Contradicting reports have been published regarding the relation between a dobutamine-induced increase in either cardiac dyssynchrony or left-ventricular ejection fraction (LVEF) and the response to cardiac resynchronization therapy (CRT). Using apical rocking (ApRock) as surrogate dyssynchrony parameter, we investigated the dobutamine stress echocardiography (DSE)-induced changes in left-ventricular (LV) dyssynchrony and LVEF and their potential pathophysiological interdependence.
Fifty-eight guideline-selected CRT candidates were prospectively enrolled for low-dose DSE. Dyssynchrony was quantified by the amplitude of ApRock. An LVEF increase during stress of >5% was regarded significant. Scar burden was assessed by magnetic resonance imaging. Mean follow-up after CRT implantation was 41 ± 13 months for the occurrence of cardiac death. ApRock during DSE predicted CRT response (AUC 0.88, 95% CI 0.77-0.99, P < 0.001) and correlated inversely with changes in EF (r = -0.6, P < 0.001). Left-ventricular ejection fraction changes during DSE were not associated with CRT response (P = 0.082). Linear regression analysis revealed an inverse association of LVEF changes during DSE with both, total scar burden (B = -2.67, 95CI -3.77 to -1.56, P < 0.001) and the DSE-induced change in ApRock amplitude (B = -1.23, 95% CI -1.53 to -0.94, P < 0.001). Kaplan-Meier analysis revealed that DSE-induced increase in ApRock, but not LVEF, was associated with improved long-term survival.

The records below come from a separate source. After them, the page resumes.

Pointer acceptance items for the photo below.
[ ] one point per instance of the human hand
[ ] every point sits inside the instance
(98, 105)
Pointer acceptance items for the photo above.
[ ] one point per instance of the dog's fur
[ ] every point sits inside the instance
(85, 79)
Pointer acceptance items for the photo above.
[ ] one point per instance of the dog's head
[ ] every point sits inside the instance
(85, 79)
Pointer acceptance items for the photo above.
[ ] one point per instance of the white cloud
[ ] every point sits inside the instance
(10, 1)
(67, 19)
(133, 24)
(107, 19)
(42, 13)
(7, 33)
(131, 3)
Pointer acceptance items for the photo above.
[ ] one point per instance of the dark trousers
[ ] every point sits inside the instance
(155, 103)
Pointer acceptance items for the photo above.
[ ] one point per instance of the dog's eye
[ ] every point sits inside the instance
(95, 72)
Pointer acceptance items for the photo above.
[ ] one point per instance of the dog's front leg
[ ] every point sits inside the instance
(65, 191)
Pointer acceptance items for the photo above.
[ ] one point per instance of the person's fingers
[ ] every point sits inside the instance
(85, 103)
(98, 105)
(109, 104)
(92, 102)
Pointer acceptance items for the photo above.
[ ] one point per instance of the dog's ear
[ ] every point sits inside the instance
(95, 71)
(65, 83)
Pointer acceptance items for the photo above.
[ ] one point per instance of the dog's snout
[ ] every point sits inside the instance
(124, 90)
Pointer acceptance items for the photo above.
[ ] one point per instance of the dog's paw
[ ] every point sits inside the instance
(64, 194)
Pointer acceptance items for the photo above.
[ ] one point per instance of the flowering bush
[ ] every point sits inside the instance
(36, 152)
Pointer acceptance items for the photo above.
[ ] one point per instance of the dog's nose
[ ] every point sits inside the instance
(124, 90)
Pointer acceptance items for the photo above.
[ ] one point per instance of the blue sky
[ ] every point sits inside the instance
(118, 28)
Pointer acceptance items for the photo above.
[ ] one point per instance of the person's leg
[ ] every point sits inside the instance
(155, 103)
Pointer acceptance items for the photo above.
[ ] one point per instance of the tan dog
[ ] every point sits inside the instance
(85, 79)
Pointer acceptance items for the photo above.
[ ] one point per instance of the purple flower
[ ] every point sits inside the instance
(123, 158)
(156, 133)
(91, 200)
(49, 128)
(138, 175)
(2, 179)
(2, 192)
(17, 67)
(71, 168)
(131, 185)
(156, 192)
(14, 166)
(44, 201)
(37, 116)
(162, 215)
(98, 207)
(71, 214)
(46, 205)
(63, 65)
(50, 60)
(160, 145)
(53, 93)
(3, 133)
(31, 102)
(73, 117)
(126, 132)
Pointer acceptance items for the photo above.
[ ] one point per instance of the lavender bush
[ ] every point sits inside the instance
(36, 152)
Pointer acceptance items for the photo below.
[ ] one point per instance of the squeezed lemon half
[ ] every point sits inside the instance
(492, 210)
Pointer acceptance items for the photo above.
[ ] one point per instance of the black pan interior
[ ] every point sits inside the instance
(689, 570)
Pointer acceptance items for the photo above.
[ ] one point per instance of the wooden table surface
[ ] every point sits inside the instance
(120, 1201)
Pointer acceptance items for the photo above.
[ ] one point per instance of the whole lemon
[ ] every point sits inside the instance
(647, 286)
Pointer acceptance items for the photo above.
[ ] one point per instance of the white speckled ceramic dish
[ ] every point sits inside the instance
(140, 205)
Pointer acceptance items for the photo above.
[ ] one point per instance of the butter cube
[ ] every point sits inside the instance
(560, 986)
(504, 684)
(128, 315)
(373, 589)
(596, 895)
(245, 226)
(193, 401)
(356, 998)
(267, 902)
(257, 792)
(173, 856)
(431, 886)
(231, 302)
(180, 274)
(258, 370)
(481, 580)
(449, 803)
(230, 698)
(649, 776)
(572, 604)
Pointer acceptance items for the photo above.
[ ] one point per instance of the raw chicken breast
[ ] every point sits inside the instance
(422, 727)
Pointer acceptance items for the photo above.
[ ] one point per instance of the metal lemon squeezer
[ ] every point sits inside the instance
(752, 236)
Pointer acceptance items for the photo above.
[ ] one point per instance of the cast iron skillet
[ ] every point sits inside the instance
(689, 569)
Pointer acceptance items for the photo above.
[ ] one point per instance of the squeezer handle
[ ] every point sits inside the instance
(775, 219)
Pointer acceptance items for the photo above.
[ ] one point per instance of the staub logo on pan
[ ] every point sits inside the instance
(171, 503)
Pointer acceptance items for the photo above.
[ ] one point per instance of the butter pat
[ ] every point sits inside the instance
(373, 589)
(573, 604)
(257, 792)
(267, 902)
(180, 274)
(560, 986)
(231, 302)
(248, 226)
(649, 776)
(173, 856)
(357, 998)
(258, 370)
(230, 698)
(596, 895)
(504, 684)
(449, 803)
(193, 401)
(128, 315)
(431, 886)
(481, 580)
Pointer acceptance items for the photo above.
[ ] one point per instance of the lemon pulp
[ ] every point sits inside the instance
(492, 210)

During low-dose DSE in CRT candidates with baseline dyssynchrony, myocardial contractile reserve predominantly results in more dyssynchrony, but less in an increase in LVEF. Dyssynchrony at baseline and its dobutamine-induced changes are predictive of both response and long-term survival following CRT.
关于多巴酚丁胺引起的心脏不同步或左心室射血分数(LVEF)增加与心脏再同步治疗(CRT)反应之间的关系,已有相互矛盾的报道。我们使用心尖摆动(ApRock)作为心脏不同步的替代参数,研究了左心室(LV)不同步和 LVEF 的多巴酚丁胺负荷超声心动图(DSE)诱导变化及其潜在的病理生理相关性。
前瞻性纳入 58 名符合指南的 CRT 候选者进行低剂量 DSE。通过 ApRock 的幅度来量化不同步性。应激时 LVEF 增加>5%被认为是显著的。通过磁共振成像评估瘢痕负荷。CRT 植入后的平均随访时间为 41±13 个月,以发生心脏死亡。DSE 期间的 ApRock 预测 CRT 反应(AUC 0.88,95%CI 0.77-0.99,P<0.001),并与 EF 变化呈负相关(r=-0.6,P<0.001)。DSE 期间 LVEF 的变化与 CRT 反应无关(P=0.082)。线性回归分析显示,DSE 期间 LVEF 的变化与总瘢痕负荷(B=-2.67,95%CI-3.77 至-1.56,P<0.001)和 DSE 诱导的 ApRock 幅度变化(B=-1.23,95%CI-1.53 至-0.94,P<0.001)呈负相关。Kaplan-Meier 分析显示,DSE 诱导的 ApRock 增加,而不是 LVEF 增加,与长期生存改善相关。
在有基线不同步的 CRT 候选者中进行低剂量 DSE 时,心肌收缩储备主要导致更多的不同步,但导致 LVEF 增加较少。基线不同步及其多巴酚丁胺诱导的变化可预测 CRT 后的反应和长期生存。